# Setup

import libraries, etc

In [1]:
from io import StringIO
import glob
import os
import re
# the peak callers all inherit from DatabaseApi, a class which offers an interface 
# to a sqlite database to store Calling Cards data
from callingcardstools.database_managers.yeast import HopsDb
from callingcardstools.PackageResources import Resources
import pandas as pd

# This object allows retrieval of package resources
cc_resources = Resources()

# create a database either in memory or at a specified location
#yeast_db = hopsdb("/home/oguzkhan/Desktop/cc_metadata/hops_db.sqlite")
yeast_db = HopsDb("/home/oguzkhan/projects/rank_response_shiny/data/qc_db_v2.sqlite")


Checking table column names...
Current database tables are valid


# Build the database -- preliminaries

Add the chromosome name map, background data, and any promoter definition 
tables

In [None]:
# From the package resources, read in the chr_map, background data and 
# promoter regions files
chr_map = pd.read_csv(StringIO(cc_resources.yeast_chr_map))
chr_map['chr'] = [str(x) for x in chr_map['numbered']]

background_sir4 = pd.read_csv(StringIO(cc_resources.yeast_background_sir4),
                              names = yeast_db.required_fields['qbed'],
							  sep = "\t")

background_sir4['batch_id'] = ['dSir4']*len(background_sir4)

background_adh1 = pd.read_csv(StringIO(cc_resources.yeast_background_adh1),
                              names = yeast_db.required_fields['qbed'],
							  sep = "\t")

background_adh1['batch_id'] = ['minus_adh1']*len(background_adh1)
background_adh1['chr'] = [str(x) for x in background_adh1['chr']]

yiming_promoters = pd.read_csv(StringIO(cc_resources.yeast_promoters_yiming), 
							sep = "\t", 
							names = yeast_db.required_fields['bed6'] + ['common'])

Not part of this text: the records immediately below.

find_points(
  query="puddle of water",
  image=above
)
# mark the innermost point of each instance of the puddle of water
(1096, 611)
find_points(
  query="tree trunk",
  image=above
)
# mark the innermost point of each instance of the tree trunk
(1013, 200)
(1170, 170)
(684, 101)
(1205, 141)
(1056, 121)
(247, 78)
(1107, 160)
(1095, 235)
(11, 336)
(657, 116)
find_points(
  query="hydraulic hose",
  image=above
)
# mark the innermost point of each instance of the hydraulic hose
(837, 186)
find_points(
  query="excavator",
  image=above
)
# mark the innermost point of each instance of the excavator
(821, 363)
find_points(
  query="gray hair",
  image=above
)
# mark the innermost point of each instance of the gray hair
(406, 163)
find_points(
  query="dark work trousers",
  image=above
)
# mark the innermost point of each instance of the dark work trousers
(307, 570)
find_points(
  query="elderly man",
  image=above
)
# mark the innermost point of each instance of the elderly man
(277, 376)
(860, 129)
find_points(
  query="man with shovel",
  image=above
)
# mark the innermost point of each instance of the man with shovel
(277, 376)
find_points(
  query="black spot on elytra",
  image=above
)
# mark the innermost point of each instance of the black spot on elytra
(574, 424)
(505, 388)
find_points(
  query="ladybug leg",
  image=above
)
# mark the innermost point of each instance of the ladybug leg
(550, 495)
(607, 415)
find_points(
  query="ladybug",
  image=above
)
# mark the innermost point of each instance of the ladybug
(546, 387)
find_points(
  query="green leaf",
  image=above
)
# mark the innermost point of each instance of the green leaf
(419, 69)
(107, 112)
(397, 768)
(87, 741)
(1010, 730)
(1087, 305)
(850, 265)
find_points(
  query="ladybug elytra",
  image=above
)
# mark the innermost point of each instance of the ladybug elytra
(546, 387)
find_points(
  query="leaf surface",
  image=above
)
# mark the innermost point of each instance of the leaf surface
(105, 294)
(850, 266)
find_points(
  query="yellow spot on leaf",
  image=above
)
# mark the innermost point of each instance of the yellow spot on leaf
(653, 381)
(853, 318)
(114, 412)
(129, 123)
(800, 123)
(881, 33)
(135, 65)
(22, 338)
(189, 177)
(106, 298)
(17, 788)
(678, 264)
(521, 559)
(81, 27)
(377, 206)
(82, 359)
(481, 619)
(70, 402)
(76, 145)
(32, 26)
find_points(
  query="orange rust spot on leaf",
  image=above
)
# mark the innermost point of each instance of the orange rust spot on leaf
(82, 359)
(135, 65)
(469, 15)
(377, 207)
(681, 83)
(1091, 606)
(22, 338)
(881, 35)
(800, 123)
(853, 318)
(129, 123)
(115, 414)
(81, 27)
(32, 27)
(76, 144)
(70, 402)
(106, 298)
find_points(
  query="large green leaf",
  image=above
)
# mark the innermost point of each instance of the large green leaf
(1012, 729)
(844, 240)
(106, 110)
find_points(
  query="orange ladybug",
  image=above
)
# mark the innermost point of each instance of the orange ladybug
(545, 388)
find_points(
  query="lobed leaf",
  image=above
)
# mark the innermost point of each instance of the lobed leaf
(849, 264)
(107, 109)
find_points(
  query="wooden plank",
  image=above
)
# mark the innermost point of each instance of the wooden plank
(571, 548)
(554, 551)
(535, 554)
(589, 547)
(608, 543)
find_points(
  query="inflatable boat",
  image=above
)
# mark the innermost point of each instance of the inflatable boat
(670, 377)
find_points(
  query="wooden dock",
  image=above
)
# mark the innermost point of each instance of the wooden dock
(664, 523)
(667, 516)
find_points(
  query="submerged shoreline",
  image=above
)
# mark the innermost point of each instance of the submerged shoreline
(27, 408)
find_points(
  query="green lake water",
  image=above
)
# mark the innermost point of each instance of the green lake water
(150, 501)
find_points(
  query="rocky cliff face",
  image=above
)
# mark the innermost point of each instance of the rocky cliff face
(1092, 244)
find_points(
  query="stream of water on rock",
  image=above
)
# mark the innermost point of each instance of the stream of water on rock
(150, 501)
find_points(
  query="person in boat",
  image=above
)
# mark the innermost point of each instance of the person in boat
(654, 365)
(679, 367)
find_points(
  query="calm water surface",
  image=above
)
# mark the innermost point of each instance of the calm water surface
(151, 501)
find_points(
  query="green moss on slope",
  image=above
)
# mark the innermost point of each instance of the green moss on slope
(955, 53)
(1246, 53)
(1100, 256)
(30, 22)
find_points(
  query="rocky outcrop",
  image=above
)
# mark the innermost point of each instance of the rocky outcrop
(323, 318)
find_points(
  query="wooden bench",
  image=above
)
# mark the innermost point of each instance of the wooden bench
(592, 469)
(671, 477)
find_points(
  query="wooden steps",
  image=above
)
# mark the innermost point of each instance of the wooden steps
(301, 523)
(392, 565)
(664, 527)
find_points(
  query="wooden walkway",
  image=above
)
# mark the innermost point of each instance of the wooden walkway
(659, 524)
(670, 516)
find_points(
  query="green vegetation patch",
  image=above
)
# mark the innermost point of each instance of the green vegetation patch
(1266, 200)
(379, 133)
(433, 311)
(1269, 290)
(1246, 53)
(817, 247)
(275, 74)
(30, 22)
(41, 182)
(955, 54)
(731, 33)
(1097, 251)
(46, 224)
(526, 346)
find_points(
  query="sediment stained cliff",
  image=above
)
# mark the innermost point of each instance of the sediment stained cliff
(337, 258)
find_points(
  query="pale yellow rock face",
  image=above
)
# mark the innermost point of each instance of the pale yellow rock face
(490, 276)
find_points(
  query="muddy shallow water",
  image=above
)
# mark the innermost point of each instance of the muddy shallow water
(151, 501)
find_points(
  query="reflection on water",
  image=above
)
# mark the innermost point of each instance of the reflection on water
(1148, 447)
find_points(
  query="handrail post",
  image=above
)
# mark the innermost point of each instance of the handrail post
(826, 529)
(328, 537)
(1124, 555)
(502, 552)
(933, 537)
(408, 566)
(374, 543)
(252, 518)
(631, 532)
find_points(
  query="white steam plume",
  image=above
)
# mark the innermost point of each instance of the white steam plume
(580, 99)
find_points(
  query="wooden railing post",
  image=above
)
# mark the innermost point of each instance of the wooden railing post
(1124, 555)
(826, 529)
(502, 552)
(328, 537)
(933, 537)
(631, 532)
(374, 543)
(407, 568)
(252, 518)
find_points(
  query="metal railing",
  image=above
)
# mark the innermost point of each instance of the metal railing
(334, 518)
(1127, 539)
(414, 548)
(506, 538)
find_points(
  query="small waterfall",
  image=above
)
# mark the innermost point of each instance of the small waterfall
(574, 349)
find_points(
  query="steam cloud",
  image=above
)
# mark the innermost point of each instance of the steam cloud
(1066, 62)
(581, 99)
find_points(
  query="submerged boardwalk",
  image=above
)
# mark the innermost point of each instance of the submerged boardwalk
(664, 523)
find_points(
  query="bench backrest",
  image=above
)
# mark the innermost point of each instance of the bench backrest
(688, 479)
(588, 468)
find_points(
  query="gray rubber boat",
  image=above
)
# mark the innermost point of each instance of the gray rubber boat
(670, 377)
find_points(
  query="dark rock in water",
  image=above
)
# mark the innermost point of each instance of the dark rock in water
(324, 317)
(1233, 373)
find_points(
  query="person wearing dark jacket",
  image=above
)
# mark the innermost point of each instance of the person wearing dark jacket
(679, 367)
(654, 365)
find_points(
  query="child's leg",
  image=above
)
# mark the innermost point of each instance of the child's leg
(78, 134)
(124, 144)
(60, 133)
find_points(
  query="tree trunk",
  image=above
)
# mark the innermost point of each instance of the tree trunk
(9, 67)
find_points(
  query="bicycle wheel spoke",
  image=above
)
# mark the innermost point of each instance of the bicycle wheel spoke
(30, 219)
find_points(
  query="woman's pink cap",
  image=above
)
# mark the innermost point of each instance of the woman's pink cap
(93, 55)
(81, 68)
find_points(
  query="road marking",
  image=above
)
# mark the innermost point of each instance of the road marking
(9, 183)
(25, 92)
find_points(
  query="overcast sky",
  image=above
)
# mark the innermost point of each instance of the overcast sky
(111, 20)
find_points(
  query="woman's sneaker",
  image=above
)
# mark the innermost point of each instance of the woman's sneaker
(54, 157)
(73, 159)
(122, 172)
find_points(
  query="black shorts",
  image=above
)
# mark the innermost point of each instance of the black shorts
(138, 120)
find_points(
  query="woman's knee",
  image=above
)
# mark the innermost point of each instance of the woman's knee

not_orf = pd.read_csv(StringIO(cc_resources.yeast_promoters_not_orf), 
							sep = "\t", 
							names = yeast_db.required_fields['bed6'])
# add these to the database
yeast_db.add_frame(chr_map, "chr_map", tablename = 'chr_map', drop = True)
yeast_db.add_frame(yiming_promoters, 'bed6', table_type='regions', tablename_suffix ='yiming', drop = True)
yeast_db.add_frame(not_orf, 'bed6', table_type='regions', tablename_suffix= 'not_orf', drop = True)
yeast_db.add_frame(background_sir4,'qbed', table_type='background',tablename_suffix='dSir4', drop = True)
yeast_db.add_frame(background_adh1,'qbed', table_type="background", tablename_suffix= 'adh1', drop = True)

# Add batch QC data

In [None]:
barcode_details = glob.glob('/mnt/scratch/calling_cards/sequence/*/*json')
barcode_details_run_numbers =  [re.findall(r'run_\d+_\d+|run_\d+',x)[0] for x in barcode_details]
barcode_details_dict = {k:v for k,v in  zip(barcode_details_run_numbers,barcode_details)}

id_to_bc_maps = glob.glob("/mnt/scratch/calling_cards/sequence/*/*/*tsv")
id_to_bc_map_run_numbers = [re.findall(r'run_\d+',x)[0] for x in id_to_bc_maps]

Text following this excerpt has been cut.